Thursday, April 10, 2014

From XQuery to JavaScript - MarkLogic's Bold Platform Play

San Francisco Airport would seem an odd place to change the world, though no doubt it's been the hub of any number of game changers over the years, but the MarkLogic World conference in San Francisco, held at the Waterfront Marriott just south of the iconic airport, may very well have presaged a radical change for the company and perhaps far beyond.

Over the last couple of years, MarkLogic World has become leaner but also more focused, with announcements of changes for their eponymous data server that were both unexpected and in general have proven very successful. The announcement this year was, in that light, about par for the course: For MarkLogic 8, due out later this year, the MarkLogic team was taking the ambitious step of compiling and integrating Google's V8 JavaScript engine directly into the core of the database.

In essence, the erstwhile XML application is becoming a fully functional Javascript/JSON database.
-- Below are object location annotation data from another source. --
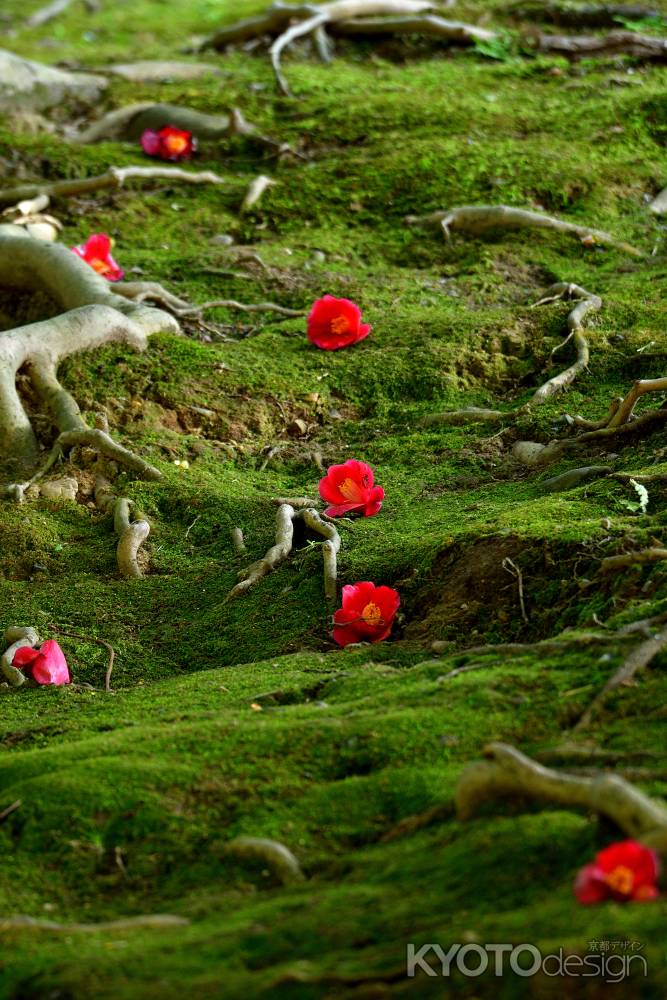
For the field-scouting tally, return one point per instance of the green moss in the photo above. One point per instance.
(128, 798)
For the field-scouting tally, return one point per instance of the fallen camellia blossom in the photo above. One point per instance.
(367, 614)
(624, 871)
(169, 143)
(349, 487)
(46, 665)
(96, 251)
(335, 323)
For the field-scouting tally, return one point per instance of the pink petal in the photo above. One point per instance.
(50, 667)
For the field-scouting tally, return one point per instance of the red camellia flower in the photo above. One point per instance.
(367, 614)
(350, 487)
(335, 323)
(46, 665)
(168, 143)
(96, 251)
(623, 871)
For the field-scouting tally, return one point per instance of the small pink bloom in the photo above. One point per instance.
(46, 665)
(623, 871)
(169, 143)
(335, 323)
(367, 614)
(349, 487)
(96, 251)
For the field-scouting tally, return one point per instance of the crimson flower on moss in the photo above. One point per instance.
(334, 323)
(96, 251)
(623, 871)
(349, 487)
(46, 665)
(367, 614)
(168, 143)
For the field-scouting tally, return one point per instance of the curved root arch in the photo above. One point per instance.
(92, 315)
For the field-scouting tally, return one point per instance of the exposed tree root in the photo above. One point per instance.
(285, 518)
(586, 302)
(455, 32)
(507, 773)
(157, 921)
(618, 421)
(115, 177)
(129, 123)
(286, 24)
(93, 315)
(131, 534)
(278, 858)
(613, 563)
(626, 43)
(638, 659)
(478, 219)
(569, 15)
(152, 291)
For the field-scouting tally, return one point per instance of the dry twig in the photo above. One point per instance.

Javascript programmers will be able to use what amounts to the core of the Node.js server to access JSON, XML, binaries and RDF from the database, run full text, geoSpatial and sparql queries, use the robust application server and performance monitoring capabilities, and ultimately do everything within MarkLogic that XQuery developers have been able to do from nearly the first days of the product's existence.

This move was driven by a few hard realities. One of the single biggest gating factors that MarkLogic has faced has been the need to program the application interfaces in XQuery. The language is very expressive, but has really only established itself within a few XML-oriented databases, even as JavaScript and JSON databases has seen an explosion of developers, implementations, and libraries. Organizations that purchased MarkLogic found themselves struggling to find the talent to code it, and that in turn meant that while MarkLogic has had some very impressive successes, it was beginning to gain a reputation as being too hard to program.

MarkLogic 8 will likely reverse that trend. People will be able to write query functions and modules in JavaScript, will be able to invoke JavaScript from XQuery (and vice versa), can use JavaScript dot notation as well as XPath notation, will be able to import and use community (possibly node.js compatible) JavaScript script modules, and can mix XML and JSON as native types. It is very likely that this may very well add rocket fuel to the MarkLogic server, as it becomes one of the first to effectively manage the trifecta of XML, JSON, and RDF (and their respective languages) within the same polyglot environment.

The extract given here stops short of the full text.